Review: Hacksaw Ridge Is An Important Story Kneecapped By Its Director
Title: Hacksaw Ridge
Director: Mel Gibson
Summary: WWII American Army Medic Desmond T. Doss, who served during the Battle of Okinawa, refuses to kill people and becomes the first Conscientious Objector in American history to be awarded the Medal of Honor.
The expression is ‘actions speak louder than words’ and we all know what it means. Someone can say they believe in something or they want to do something over and over again but unless they actually do it the words are meaningless. Words can be powerful tools but they can only do some much. The idea that someone would have the courage to stand by their convictions in a war zone when those convictions involve passim is commendable, a true story I hadn’t heard of until I saw Hawksaw Ridge. War movies are notorious for being Oscar bait and a good true story doesn’t always make a good movie.
Hacksaw Ridge tells an important and interesting story but director Mel Gibson decided Desmond Doss’ actions weren’t loud enough for him.
Mel Gibson is not known for being subtle in his movies. The allusions in movies such as Braveheart, The Patriot, and The Passion of the Christ were about as subtle as a two by four to the face. That doesn’t mean that lack of subtlety is good or bad it’s just that sometimes it isn’t needed. In this case Gibson decided that his audience wouldn’t be able to understand the religious overtones of this movie without a bunch of hackneyed and sometimes very problematic imagery that wasn’t needed. Army Medic Desmond Doss (Andrew Garfield) was a man whose actions spoke volumes. We are watching the story of a man who is going into one of the bloodiest battles in World War II without a gun. That sort of thing speaks volumes (use other words, used speaks volumes already) and even after the first time he sees battle he still refuses to pick up a gun.

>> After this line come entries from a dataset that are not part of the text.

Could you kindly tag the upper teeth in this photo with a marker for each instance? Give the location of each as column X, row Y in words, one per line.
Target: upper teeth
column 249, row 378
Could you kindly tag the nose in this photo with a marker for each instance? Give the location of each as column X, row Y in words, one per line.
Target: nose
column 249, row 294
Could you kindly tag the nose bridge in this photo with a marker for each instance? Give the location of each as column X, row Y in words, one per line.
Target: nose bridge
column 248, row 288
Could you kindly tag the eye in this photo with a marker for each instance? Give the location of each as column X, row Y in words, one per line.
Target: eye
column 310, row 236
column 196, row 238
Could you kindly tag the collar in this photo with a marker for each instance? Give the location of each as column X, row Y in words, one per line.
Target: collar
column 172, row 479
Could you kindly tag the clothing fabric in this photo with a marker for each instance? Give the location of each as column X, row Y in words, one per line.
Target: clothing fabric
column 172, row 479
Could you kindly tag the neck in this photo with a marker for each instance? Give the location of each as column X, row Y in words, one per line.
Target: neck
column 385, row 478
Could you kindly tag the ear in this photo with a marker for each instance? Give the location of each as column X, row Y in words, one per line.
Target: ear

The best moments in the movie are the moments that aren’t dripping with religious symbolism such as when Doss loses a member of his unit and is reluctant to retreat with the rest of the forces with an artillery strike. As the world explodes around him he asks God why he’s here and what he is supposed to do. Instead of something such as the clouds parting and Doss acting like he actually hears God speaking to him, he hears a wounded soldiers shouting ‘medic’ and that is the answer he needed. Doss then goes back into the battle, alone, and drags seventy-five men to the ridge and lowers them down to safety while whispering ‘please, God, let me get one more’ which is a great way of showing how steadying Doss’ faith is without being entirely obvious about it.

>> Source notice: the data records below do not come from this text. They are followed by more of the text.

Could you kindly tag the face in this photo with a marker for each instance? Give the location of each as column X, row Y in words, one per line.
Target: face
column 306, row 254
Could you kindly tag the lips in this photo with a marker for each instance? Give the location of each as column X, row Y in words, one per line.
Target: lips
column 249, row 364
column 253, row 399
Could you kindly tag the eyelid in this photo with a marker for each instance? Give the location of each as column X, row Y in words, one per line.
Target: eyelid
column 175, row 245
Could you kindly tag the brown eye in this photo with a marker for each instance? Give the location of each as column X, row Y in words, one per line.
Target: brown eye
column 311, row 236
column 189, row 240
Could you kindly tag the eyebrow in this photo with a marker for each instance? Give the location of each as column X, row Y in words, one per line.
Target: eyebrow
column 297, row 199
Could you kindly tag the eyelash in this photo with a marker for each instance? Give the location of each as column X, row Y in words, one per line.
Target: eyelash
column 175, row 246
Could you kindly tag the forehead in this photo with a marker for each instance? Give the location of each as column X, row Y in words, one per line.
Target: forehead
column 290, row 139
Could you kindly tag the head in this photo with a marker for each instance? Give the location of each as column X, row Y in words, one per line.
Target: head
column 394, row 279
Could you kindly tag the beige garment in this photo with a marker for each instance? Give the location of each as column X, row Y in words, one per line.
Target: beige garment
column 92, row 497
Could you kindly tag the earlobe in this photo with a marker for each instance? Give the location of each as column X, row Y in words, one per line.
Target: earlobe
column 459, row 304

All of these great moments are undercut by imagery and scenes that are so over the top that someone who had never heard of religion would have caught the intention. There is the extremely problematic scene of watching Doss get saved while a Japanese general commits seppuku that was almost cringe worthy and Doss being lowered down the ridge while staring at the sky. Gibson doesn’t know how to be subtle, he had a movie where an American soldier literally stabs a British officer with the American flag, so this isn’t surprising, but it does make the movie frustrating. The worst part is the cast is extremely good with this being one of the few times Sam Worthington had real screen presence and you care about Vince Vaughn, but it’s all undercut by the over the top imagery. The battles are brutal and the movie doesn’t shy away from the violence but it’s nothing we haven’t seen in Saving Private Ryan.
Hacksaw Ridge is an important story about an amazing human being that didn’t need to be dramatized to such a degree. The actions that Doss took were loud and compelling enough that they could have stood on their own. This is a man that deserved a better movie.